I once had the opportunity to visit Bruges, the most well preserved medieval city in Belgium according to the film at hand, but I skipped it in favor of a few extra days in Paris. In Bruges, the first full-length movie from celebrated Irish playwright Martin McDonagh, didn’t make me regret my decision since it presents Bruges as halfway between heaven and hell: a gingerbread town with gumdrop streets where natives sell heroine to dwarves and American tourists huff and puff like the fat dicks we are (only Canadians come off looking more dickish, for once). Despite fine acting, hilarious dialogue delivered in a charming Irish brogue, and wonderful set ups, In Bruges is something of a mixed bag. It's not a bad experience, but it is much too long and the ending is so relentlessly bloody that the genuinely touching first two-thirds are rendered moot in a hail of soft bullets.

Most unfortunately, Bruges itself is given the short shrift for no real comprehensible reason. If you’re going to give Bruges titular billing, the city had better be as much a character as the potty-mouthed hit men who are touring it. Instead Bruges comes off as a nothing place, a Belgian version of California’s tourist-addled Solvang, making both the vitriol and affection expressed about it incongruous.

The plot concerns two Irish hit men, Ken (Brendan Gleeson) and Ray (Collin Farrell), who have been sent by their unscrupulous yet principled boss Harry (Ralph Fiennes) to hide out in Bruges following a job in London gone wrong. Ken is happy to be there and delights in taking boat rides on the canals and visiting churches that hold sacred Christian hallows. Ray on the other hand, is tortured by the events of the murder and hates Bruges on sight, calling it a shit-hole, a hell-hole, any sort of pejorative name that crosses his mind. Since it's Christmas and everything else is booked, the pair is forced to share a room at a hotel. The Christian allegories don’t with the holiday; before the film is over, the audience is treated to a gauzy re-creation of Bosch’s “The Last Judgement”, which Ken and Ray first contemplate in a sterile museum.

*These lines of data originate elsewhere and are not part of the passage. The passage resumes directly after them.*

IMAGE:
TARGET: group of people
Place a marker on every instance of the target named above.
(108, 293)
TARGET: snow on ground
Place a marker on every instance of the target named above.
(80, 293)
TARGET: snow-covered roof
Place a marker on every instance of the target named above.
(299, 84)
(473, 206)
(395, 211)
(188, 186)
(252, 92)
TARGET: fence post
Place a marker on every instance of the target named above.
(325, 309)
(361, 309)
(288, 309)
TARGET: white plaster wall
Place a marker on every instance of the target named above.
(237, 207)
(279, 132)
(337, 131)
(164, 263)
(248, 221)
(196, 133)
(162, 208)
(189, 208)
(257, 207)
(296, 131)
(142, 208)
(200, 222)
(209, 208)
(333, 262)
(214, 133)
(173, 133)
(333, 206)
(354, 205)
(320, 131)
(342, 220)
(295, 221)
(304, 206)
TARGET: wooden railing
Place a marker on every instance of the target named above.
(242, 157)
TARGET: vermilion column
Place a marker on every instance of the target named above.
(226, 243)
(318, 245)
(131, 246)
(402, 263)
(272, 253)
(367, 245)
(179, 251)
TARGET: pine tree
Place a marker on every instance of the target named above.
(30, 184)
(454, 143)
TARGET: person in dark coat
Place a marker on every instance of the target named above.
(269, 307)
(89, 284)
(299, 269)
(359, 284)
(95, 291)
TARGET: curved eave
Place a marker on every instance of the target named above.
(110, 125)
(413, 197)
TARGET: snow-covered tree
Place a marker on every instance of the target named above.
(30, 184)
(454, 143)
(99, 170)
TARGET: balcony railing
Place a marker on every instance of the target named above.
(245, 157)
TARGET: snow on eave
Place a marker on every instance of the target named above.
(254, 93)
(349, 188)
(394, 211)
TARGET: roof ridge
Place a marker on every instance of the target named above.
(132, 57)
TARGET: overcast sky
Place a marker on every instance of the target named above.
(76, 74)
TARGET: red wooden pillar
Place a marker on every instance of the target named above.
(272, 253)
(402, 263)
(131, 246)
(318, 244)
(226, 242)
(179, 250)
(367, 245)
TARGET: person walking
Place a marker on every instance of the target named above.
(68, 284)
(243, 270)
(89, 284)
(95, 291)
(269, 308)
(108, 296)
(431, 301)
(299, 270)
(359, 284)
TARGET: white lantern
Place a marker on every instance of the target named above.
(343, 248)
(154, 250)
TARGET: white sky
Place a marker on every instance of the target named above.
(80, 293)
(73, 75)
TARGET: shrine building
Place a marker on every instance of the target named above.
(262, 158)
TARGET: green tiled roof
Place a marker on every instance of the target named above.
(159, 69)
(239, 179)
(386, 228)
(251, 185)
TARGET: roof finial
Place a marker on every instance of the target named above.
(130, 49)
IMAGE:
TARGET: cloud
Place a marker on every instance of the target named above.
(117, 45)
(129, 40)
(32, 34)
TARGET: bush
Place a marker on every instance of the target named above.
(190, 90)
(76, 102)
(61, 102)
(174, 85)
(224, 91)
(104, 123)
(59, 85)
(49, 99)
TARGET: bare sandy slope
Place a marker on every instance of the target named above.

Harry has instructed them to stay put during the evenings to await his phone call. Ray is fidgety and wants to go out, drown his sorrows in Belgian beer. He doesn’t know why Harry has sent them to Bruges as they could easily have hid out in Croyden or any other British town. Ken ventures that perhaps Harry has sent them to Bruges in order to commit another murder. When Harry’s phone call finally comes, Ken is proved right, but not in the way he expects.

The acting here is a top notch revelation and easily the film’s greatest asset. Colin Farrell, all past sins are forgiven. His portrayal of Ray is spot-on and effective. Like a depressed Guy Smiley, Farrell can communicate every wrench of the heart with a furrowing of his bushy eyebrows. Watch him in the scene where he convinces Ken to go out for a drink: He curls up, bites his finger nails, rocks back and forth like a child. And he is a child, in a way. The relationship between the two hit men is decidedly patriarchal. While Ray and Ken exchange barbed remarks, it is clear that they rely on each other like a father and son, albeit a father and son who murder people for a living. Gleeson is reliably wonderful, like an old hound dog that has seen too much sadness in his life. Ken’s inner torture is almost as terrible as Ray’s, though he has found ways to cope with it. Fiennes snacks on scenery as a man with the worst temper imaginable (“You are an inanimate object!”, he screams at his wife on Christmas eve, after she has the gall to criticize his choice of the telephone as a prime candidate for a beat down). Even though his performance is a delight, it's hard to take too much pleasure in it since the appearance of Harry signals the beginning of the end. There are other characters involved too, including a beguiling Belgian drug dealing cutie and a racist American dwarf who fantasizes about a race war while smoking a huge joint. These faces are not seamlessly sewn into the plot, but by the end it is clear why they were included.

While watching In Bruges, I was reminded of Nicholas Roeg’s 1973 film Don’t Look Now, in which Donald Sutherland and Julie Christie meander through a gloomy wintertime Venice, the season during which the floating city seeps evilness from every pore. In Bruges also takes place in the wintertime and Bruges is alternately overcast or covered in a light dusting of snow. However, in Roeg’s film, Venice is a place so wicked it not only traps the tormented characters in a labyrinth of suffering, but reflects that suffering, becomes the suffering. McDonagh has rendered Bruges as a non-entity. It could be any place in Europe, except that it is Bruges and it sucks there, for reasons we never fully understand. The irony of sinful people walking through a preserved fairytale village may have looked delightful on paper, but it does not translate on-screen since Bruges doesn’t come off as a lovely, unspoiled place anyway. During the final moments, after everything has gone to hell, Ray continues to bemoan how terrible it is that he’s in “fucking Bruges”. We are inclined to agree.